Looking for an alternative to the Alternative for Germany

The right-wing and populist Alternative for Germany (AfD) gained 12.6% of the votes in Germany’s federal election, but much of the party’s euphoria evaporated within a day.

Frauke Petry, the AfD’s co-leader, surprised both party members and the public by announcing that she wouldn’t be a part of the AfD’s parliamentary team. Instead, she’d resign from the party and become an independent MP in the Bundestag.

Petry follows the path of her predecessor, Bernd Lucke, a founder of the initially anti-Euro party, who was voted out of the job two years ago. He’d tried to keep the party on a centre-right course, preventing it from drifting further right. After losing support, he left the AfD with some close allies and founded a new party.

Petry is taking similar steps. She’d tried to steer the AfD on a realpolitik course, aiming to prepare it to participate in a future coalition. But that option appeared to have vanished as the tone of leading AfD figures became more radical and racist tendencies emerged. Deputy national chair and co-chair of the Berlin branch, Beatrix von Storch, supported the use of firearms against refugees approaching the border (though she later backpedalled  on the issue). Björn Höcke, head of the AfD in Thuringia, gave a highly controversial speech in Dresden calling into question Germany’s commemorative culture regarding the Holocaust and World War II, and Alexander Gauland, a founding member of the AfD and leading candidate for the elections, urged his countrymen to be proud of the achievements of German soldiers during both world wars.

These more radical members weren’t amused by Petry’s attempts to control the party’s direction and her solo decisions, such as launching a bid to expel Höcke from the party. They claimed Petry’s behaviour was authoritarian. (Without Petry, the expulsion process has petered out.) The cracks in her leadership became obvious during a party convention in April 2017, when members refused to declare allegiance to her and ignored her proposal for a new party strategy. Soon after that, she announced that she wouldn’t serve as lead candidate for the elections.

Some speculate that Petry had planned to quit for a long time and delayed her resignation until after the elections to avoid harming ‘her’ party’s prospects. Now she’s launching a new party, as Lucke did before her. The new Blue Party will espouse a blend of conservative and liberal policies.

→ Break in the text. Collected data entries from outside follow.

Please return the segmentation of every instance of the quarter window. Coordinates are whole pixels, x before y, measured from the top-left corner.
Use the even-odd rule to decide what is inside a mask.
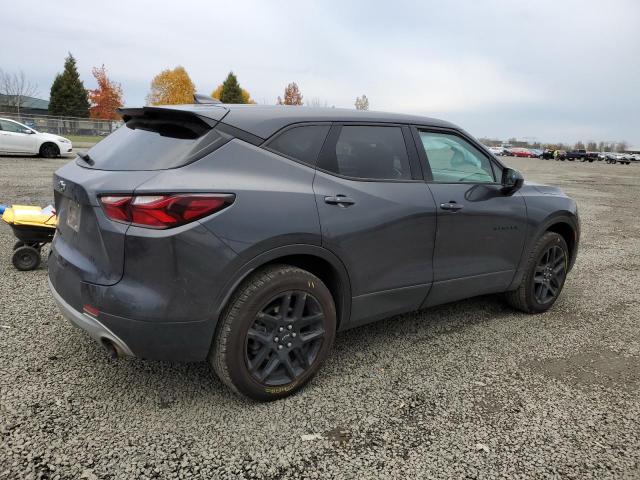
[[[328,125],[290,128],[269,142],[267,148],[309,165],[315,165],[328,132]]]
[[[491,161],[466,140],[447,133],[420,132],[433,180],[494,183]]]
[[[347,177],[404,180],[411,169],[402,129],[399,127],[344,126],[335,155],[322,168]]]

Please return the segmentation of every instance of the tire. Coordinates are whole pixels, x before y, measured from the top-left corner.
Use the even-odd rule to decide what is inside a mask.
[[[552,251],[556,254],[553,257],[548,253]],[[545,264],[551,264],[553,267],[549,270],[548,266],[542,266]],[[568,266],[569,248],[564,238],[555,232],[546,232],[536,241],[529,253],[520,286],[505,293],[507,303],[526,313],[546,312],[562,292]],[[557,274],[552,276],[552,272],[556,271]],[[546,295],[539,295],[545,292],[545,285]]]
[[[277,400],[316,374],[335,331],[335,304],[322,280],[297,267],[272,265],[252,274],[231,298],[209,362],[235,393]]]
[[[44,158],[56,158],[60,155],[60,149],[55,143],[43,143],[40,147],[40,156]]]
[[[28,247],[35,248],[39,252],[40,250],[42,250],[43,244],[42,243],[24,243],[22,240],[18,240],[16,243],[13,244],[13,250],[17,250],[20,247],[24,247],[25,245]]]
[[[13,251],[11,261],[14,267],[23,272],[35,270],[40,265],[40,252],[33,247],[25,245]]]

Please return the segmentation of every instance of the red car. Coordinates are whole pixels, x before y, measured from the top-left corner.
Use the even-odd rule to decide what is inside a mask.
[[[526,148],[512,148],[510,151],[514,157],[535,158],[535,155]]]

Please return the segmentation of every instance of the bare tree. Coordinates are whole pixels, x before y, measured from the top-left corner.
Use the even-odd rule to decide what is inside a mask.
[[[356,110],[369,110],[369,99],[366,95],[356,97]]]
[[[625,142],[624,140],[622,140],[621,142],[616,143],[615,145],[615,151],[616,152],[626,152],[627,148],[629,148],[629,144],[627,142]]]
[[[22,70],[13,74],[0,70],[0,94],[6,96],[4,103],[19,115],[24,97],[37,95],[38,85],[27,80]]]
[[[313,97],[307,101],[306,105],[313,108],[329,108],[329,103],[326,100],[321,100],[320,97]]]

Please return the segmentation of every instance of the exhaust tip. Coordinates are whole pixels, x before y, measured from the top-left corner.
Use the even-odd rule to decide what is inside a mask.
[[[109,358],[112,358],[114,360],[118,358],[118,350],[111,340],[109,340],[108,338],[103,338],[101,342],[102,346],[107,351],[107,355],[109,355]]]

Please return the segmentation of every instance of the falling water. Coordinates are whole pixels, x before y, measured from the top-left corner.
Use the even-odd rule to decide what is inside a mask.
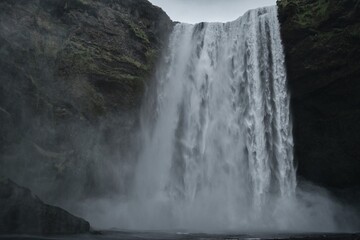
[[[206,233],[346,232],[359,219],[297,185],[276,7],[177,24],[143,107],[126,191],[87,199],[93,226]],[[131,150],[131,149],[129,149]],[[119,178],[119,181],[124,181]]]
[[[358,229],[351,208],[319,187],[297,186],[276,7],[231,23],[177,24],[154,83],[144,103],[138,161],[123,166],[133,181],[124,194],[81,203],[94,226],[206,233]]]
[[[168,52],[135,186],[156,219],[149,227],[160,218],[159,228],[270,220],[270,205],[296,187],[276,7],[225,24],[177,24]]]

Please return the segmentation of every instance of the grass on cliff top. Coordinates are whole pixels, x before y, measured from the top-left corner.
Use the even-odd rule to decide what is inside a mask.
[[[329,17],[329,0],[317,0],[311,3],[303,0],[278,0],[277,4],[285,11],[287,7],[296,9],[294,22],[302,28],[316,28]]]

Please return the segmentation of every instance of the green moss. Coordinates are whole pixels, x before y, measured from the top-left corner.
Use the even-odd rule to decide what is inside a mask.
[[[141,64],[140,62],[136,61],[135,59],[133,59],[133,58],[131,58],[129,56],[122,56],[122,57],[119,58],[119,60],[121,62],[126,62],[126,63],[129,63],[129,64],[137,67],[137,68],[145,70],[145,67],[144,67],[143,64]]]
[[[131,74],[121,74],[118,71],[94,71],[94,74],[99,75],[99,76],[103,76],[105,78],[110,78],[113,80],[118,80],[118,81],[133,81],[133,80],[137,80],[139,79],[138,76],[134,76]]]
[[[125,22],[130,26],[131,31],[135,34],[136,37],[141,39],[144,43],[150,44],[148,36],[141,29],[141,27],[139,27],[138,25],[136,25],[134,22],[132,22],[130,20],[125,20]]]
[[[148,51],[145,53],[145,56],[147,58],[146,69],[149,71],[153,68],[156,59],[159,57],[159,51],[156,49],[148,49]]]
[[[159,51],[156,49],[148,49],[148,51],[145,53],[146,58],[150,61],[157,58],[158,55],[159,55]]]
[[[289,1],[288,0],[277,0],[276,4],[280,8],[285,8],[289,4]]]
[[[328,18],[329,1],[320,0],[313,4],[301,6],[296,20],[303,27],[317,27],[319,23]]]
[[[149,77],[158,56],[156,49],[150,46],[145,47],[145,59],[141,62],[131,55],[117,55],[116,50],[73,38],[59,58],[64,63],[65,75],[91,75],[100,81],[123,85],[129,89],[129,98],[134,96],[134,99],[129,99],[129,102],[135,104],[138,102],[135,96],[142,95],[145,87],[144,80]],[[90,112],[94,115],[106,112],[107,103],[103,96],[98,94],[96,86],[89,82],[79,81],[81,82],[78,84],[78,96],[86,99],[85,102],[87,102],[81,112]]]
[[[123,75],[123,78],[129,78],[123,74],[126,69],[115,67],[117,63],[129,64],[137,69],[135,71],[139,74],[148,71],[146,64],[142,64],[130,56],[116,56],[111,52],[98,49],[95,46],[84,46],[79,42],[70,43],[63,58],[65,62],[69,63],[72,71],[77,73],[102,75],[110,73],[111,75]]]
[[[316,28],[329,17],[329,0],[305,2],[303,0],[278,0],[277,5],[283,11],[290,6],[296,9],[293,21],[302,28]]]

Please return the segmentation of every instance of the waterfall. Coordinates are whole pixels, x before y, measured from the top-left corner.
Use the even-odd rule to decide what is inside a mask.
[[[360,221],[297,183],[276,7],[177,24],[143,105],[126,191],[86,199],[97,228],[187,233],[347,232]],[[120,159],[121,160],[121,159]]]
[[[230,23],[177,24],[164,62],[138,201],[178,228],[263,220],[296,187],[276,7]]]

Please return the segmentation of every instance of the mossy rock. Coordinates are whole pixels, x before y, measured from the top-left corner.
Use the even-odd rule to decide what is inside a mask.
[[[111,179],[95,176],[107,158],[93,155],[117,146],[125,156],[172,21],[146,0],[4,0],[0,9],[0,174],[21,176],[57,202],[104,193]],[[71,166],[41,156],[32,143],[73,151]]]

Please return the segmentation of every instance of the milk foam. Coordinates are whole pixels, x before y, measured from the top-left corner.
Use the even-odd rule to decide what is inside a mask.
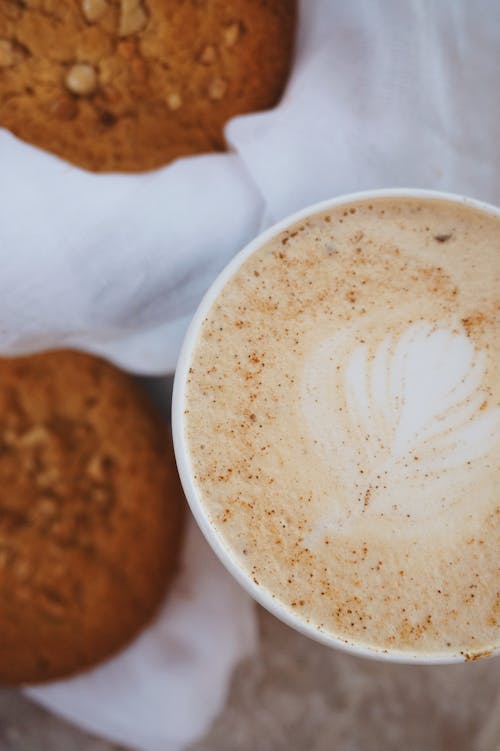
[[[471,464],[495,447],[500,408],[487,407],[485,353],[461,327],[422,321],[380,343],[353,346],[353,339],[348,329],[333,335],[304,368],[304,421],[347,495],[344,508],[331,498],[334,513],[315,534],[347,520],[349,529],[360,515],[371,524],[381,515],[384,524],[411,519],[429,534],[429,519],[469,503],[471,486],[481,482]],[[443,503],[436,480],[464,469],[460,489]],[[449,482],[458,485],[456,474]]]
[[[235,273],[186,384],[202,506],[255,586],[367,648],[500,644],[500,221],[377,199]]]

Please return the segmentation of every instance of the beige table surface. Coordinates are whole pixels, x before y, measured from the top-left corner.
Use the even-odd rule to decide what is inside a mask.
[[[259,653],[189,751],[500,751],[500,658],[447,667],[362,660],[259,611]],[[117,751],[0,690],[0,751]]]

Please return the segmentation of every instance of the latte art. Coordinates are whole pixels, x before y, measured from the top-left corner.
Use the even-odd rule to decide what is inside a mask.
[[[376,652],[500,646],[500,218],[379,198],[242,263],[200,326],[184,430],[253,586]]]
[[[475,460],[492,453],[500,426],[500,408],[488,407],[484,352],[460,327],[425,322],[375,347],[350,351],[353,340],[348,329],[327,339],[305,367],[304,422],[346,489],[320,528],[363,515],[398,520],[401,532],[401,523],[454,514],[470,502]],[[439,497],[433,488],[447,474],[455,492]]]

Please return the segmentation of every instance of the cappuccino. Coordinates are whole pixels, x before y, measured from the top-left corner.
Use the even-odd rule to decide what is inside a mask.
[[[350,645],[499,646],[500,219],[375,198],[256,250],[203,321],[192,476],[225,548]]]

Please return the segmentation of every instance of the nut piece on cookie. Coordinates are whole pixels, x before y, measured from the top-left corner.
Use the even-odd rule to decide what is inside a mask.
[[[232,23],[224,29],[224,44],[226,47],[233,47],[240,38],[239,23]]]
[[[97,88],[95,68],[87,63],[76,63],[66,74],[66,86],[77,96],[93,94]]]
[[[36,446],[40,443],[46,443],[49,438],[50,433],[45,425],[34,425],[19,438],[19,443],[21,446]]]
[[[95,482],[102,482],[106,479],[107,467],[110,462],[111,460],[108,457],[94,454],[87,464],[87,475]]]
[[[82,0],[83,15],[89,23],[98,21],[107,10],[107,0]]]
[[[172,112],[175,112],[175,110],[180,109],[182,107],[182,97],[180,94],[178,94],[176,91],[172,92],[167,97],[167,105],[169,110],[172,110]]]
[[[120,26],[121,37],[137,34],[146,26],[148,14],[141,0],[121,0]]]
[[[208,87],[208,96],[210,99],[222,99],[227,91],[227,83],[223,78],[214,78]]]
[[[212,44],[207,44],[207,46],[202,49],[198,60],[202,65],[211,65],[215,62],[215,58],[215,47]]]
[[[14,47],[8,39],[0,39],[0,68],[10,68],[14,65]]]

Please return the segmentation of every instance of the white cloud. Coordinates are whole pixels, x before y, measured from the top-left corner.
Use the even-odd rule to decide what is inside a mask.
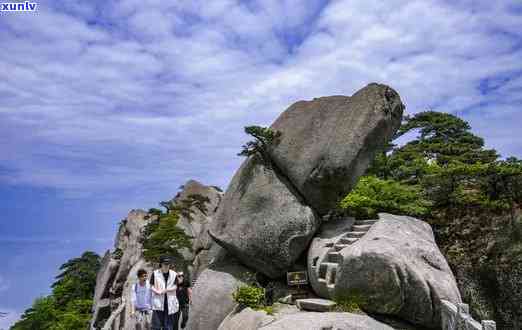
[[[0,317],[0,330],[9,329],[18,319],[21,313],[12,309],[3,308],[0,305],[0,312],[6,313],[4,317]]]
[[[76,197],[172,192],[192,177],[226,186],[243,126],[372,81],[396,88],[409,112],[463,113],[492,147],[522,156],[509,139],[521,117],[514,2],[307,4],[53,2],[10,16],[0,180]],[[487,79],[495,88],[483,93]]]

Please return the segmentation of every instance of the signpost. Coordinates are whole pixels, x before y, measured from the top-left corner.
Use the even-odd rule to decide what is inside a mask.
[[[303,299],[308,296],[308,291],[302,288],[303,285],[308,284],[308,273],[306,271],[286,273],[286,282],[290,287],[292,287],[290,290],[292,301]]]

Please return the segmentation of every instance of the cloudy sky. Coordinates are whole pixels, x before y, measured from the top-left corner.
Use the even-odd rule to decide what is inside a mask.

Petry’s husband and former head of the North Rhine–Westphalia AfD, Marcus Pretzell, said that the policies of Angela Merkel’s Christian Democratic Union (CDU) should be replaced across the nation with the views of its more conservative Bavarian sister party, the Christian Social Union. He suggested that Emmanuel Macron’s French movement, En Marche!, could serve as a model.

Other party members in Mecklenburg–Western Pomerania, Thuringia, Saxony–Anhalt, Berlin, Brandenburg, Hamburg and Bremen have announced their intention to leave parliamentary working groups (teams of like-minded MPs who decide on specific policies), or to resign from the party altogether. Those leaving usually cite ‘unbridgeable ideological and political differences’, but that doesn’t mean they’ve abandoned the ultra-right path.

So, is the AfD’s proclaimed wave of change collapsing? It’s important to acknowledge that despite a handful of members leaving working groups or the party itself, a mass exodus hasn’t occurred—yet. The AfD has entered 13 state parliaments since 2013, and now the Bundestag. In several electoral districts, it received more than 30% of the votes, mainly in former East German territory. Some of the party’s leaders are now attempting to soften their rhetoric. In a speech on 3 October, German Unification Day, von Storch stated that the AfD could only be successful if it had a national-conservative and a civil-liberal wing. She stressed that the AfD acknowledged Germany’s historical responsibility and would support close cooperation with Israel and said there was no room for right-wing-extremism or anti-Semitism in the party. Nevertheless, out of the 92 seats held by the AfD (excluding those held by Petry and Mario Mieruch, who announced on 4 October that he was leaving the parliamentary working group), many are occupied by members who hold extreme-right views.

The AfD has planned a convention for early December, and more decisions are expected on the leadership and direction of the party. Meanwhile, Petry’s new Blue Party rides a similar wave to the AfD, with its focus on immigration, national and border security, and anti-Muslim rhetoric. It hopes to attract voters from the AfD, CDU and the liberal Free Democratic Party.

However, neither the AfD nor the Blue Party is an alternative for Germany, and established parties need to consider their own failings, which have driven many voters to turn to populists and neo-Nazi-like movements in recent years. Mandatory political education and increased dialogue with citizens could be first steps, not only in Germany but in all nations dealing with similar trends.